La mano santa

Non è quella con cui Reina ha tenuto in piedi il Napoli a Bologna, ma quella con cui tiene assieme lo spogliatoio
 di Carlo Tarallo Twitter: @TaralloCarlo  articolo letto 871 volte
La mano santa

Ci siamo anche noi, in cima, a 9 punti. Noi, quelli belli, quelli spumeggianti, quelli che hanno iniziato questo girone d’andata come hanno finito quello di ritorno dello scorso anno: vincendo. Ci siamo, però, perché non ieri non abbiamo preso gol, e la novità è questa. Non abbiamo preso gol, mentre a Bologna eravamo sullo zero a zero giocando maluccio, perché il signor Pepe Reina ha fatto due interventi miracolosi. Il primo all’11’ del primo tempo: volo spettacolare a togliere dall’incrocio dei pali la punizione di Verdi; il secondo, al 59’, quando Pepe esce benissimo (esce, avete letto bene) incontro a Destro lanciato a rete e salva la porta. Passeranno sette minuti sette e il Napoli la sbloccherà, acciuffando Juventus e Inter a 9 punti.

 


Pepe Reina, dunque: l’hombre vertical, il “capitano di fatto”. Il presidente De Laurentiis, lo scorso maggio, nel corso della cena di fine campionato con tutta la squadra, davanti alla moglie, Yolanda Ruiz, si lasciò andare a una battutaccia sulle cause dello scarso rendimento di Reina, ipotizzando distrazioni. Pepe e Yolanda se ne andarono furiosi, la Ruiz sui social scrisse una frase dello scrittore tedesco Georg Christoph Lichtenberg: “Quando chi comanda perde la vergogna, chi obbedisce perde il rispetto”. La signora Callejon, Marta Ponsati, commentò: “Così lo hai inchiodato” e la Ruiz rispose scherzosamente («Dopo la seconda bottiglia di vino mi sono liberata»). Lo stesso Pepe non fu tenero: “La vera eleganza”, esternò su twitter, “è restare indifferenti di fronte a gente che vale poco (cit.)”.
Da quel giorno i rapporti sono stati tesi, tesissimi, il rinnovo non è arrivato (Reina è in scadenza giugno 2018), e il Psg ha provato pure a prenderlo, il portiere amato da Sarri perché capace di far ripartire il gioco con i suoi lanci millimetrici. C’è stato il quasi addio, poi la decisione di restare, e ieri i primi tre punti messi in cassaforte grazie alle sue parate. Pepe, capitano di fatto, ha tenuto il Napoli a galla e la schiena dritta davanti a De Laurentiis, che tra qualche mese dovrà decidere se rinnovargli o meno il benedetto contratto; tra il suo intervento su Destro e il gol di Callejon c’è stata la sostituzione, l’ennesima, del capitano ufficiale, Marekiaro Hamsik, che non è ancora entrato in forma (motivo in più per crederci, quest’anno: quando entrerà in forma…). 

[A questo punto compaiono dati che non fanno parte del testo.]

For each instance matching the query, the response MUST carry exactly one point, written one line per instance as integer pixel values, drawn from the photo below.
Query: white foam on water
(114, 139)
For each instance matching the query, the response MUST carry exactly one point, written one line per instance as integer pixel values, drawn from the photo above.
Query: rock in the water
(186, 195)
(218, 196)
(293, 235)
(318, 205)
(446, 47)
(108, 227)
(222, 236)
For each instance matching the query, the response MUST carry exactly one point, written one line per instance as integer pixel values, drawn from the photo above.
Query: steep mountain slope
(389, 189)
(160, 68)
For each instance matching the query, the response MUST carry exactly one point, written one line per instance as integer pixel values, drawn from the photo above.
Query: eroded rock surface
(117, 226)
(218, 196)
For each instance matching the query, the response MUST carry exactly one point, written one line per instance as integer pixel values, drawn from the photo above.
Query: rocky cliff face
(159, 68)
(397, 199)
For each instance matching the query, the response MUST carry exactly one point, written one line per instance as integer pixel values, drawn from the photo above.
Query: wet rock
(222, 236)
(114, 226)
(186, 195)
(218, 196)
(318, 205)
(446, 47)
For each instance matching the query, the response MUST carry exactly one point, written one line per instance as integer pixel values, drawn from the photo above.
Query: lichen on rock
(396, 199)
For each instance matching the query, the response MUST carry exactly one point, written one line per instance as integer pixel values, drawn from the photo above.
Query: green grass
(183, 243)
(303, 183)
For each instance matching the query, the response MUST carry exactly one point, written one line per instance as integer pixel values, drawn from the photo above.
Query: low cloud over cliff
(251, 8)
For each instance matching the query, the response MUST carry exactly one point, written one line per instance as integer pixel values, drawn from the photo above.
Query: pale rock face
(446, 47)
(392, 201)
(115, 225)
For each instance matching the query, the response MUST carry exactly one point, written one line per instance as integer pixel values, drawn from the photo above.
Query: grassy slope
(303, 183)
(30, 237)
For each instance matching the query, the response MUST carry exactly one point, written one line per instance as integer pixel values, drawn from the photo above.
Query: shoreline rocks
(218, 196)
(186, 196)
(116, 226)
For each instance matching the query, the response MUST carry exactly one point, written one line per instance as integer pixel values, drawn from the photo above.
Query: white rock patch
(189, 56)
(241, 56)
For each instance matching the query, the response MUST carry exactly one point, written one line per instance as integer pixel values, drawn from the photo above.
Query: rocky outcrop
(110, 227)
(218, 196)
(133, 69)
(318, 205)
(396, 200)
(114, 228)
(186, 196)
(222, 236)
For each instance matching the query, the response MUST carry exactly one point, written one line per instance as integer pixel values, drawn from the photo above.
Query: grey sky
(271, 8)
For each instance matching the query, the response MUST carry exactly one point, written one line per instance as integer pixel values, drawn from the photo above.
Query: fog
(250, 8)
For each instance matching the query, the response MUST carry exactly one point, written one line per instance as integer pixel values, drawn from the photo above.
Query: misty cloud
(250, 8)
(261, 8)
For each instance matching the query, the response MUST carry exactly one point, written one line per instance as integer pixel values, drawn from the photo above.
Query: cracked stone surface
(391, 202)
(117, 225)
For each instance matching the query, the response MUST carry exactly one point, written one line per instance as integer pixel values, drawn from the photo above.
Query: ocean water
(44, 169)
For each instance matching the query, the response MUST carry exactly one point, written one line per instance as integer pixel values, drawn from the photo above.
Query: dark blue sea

Infine, un inciso: Dries Mertens al gol del 2-0 non ha esultato e ha lanciato un’occhiataccia alla telecamera. Con chi ce l’aveva? I giornalisti sportivi napoletani oggi, anche a causa del silenzio stampa che incredibilmente prosegue, si lanciano in ipotesi varie e avariate: “Era nervoso con Sarri, perché aveva visto scaldarsi Milik”; “ERA UNO SGUARDO VERSO LA VAR PERCHE’ NON L’AVEVANO USATA IN OCCASIONE DEL CONTATTO SOSPETTO IN AREA” (letta davvero, giuro).
No: Dries probabilmente si rivolgeva alla moglie, Kat Kerkhofs, con la quale i rapporti non sono esattamente idilliaci. Dries e Kat comunicano (anche) così: dopo i gol lui si rivolge a lei fissando la telecamera. Ricordate i cuoricini disegnati sull’obiettivo? Dai, Kat: facci un grande favore, fai stare tranquillo Dries. Ti ama!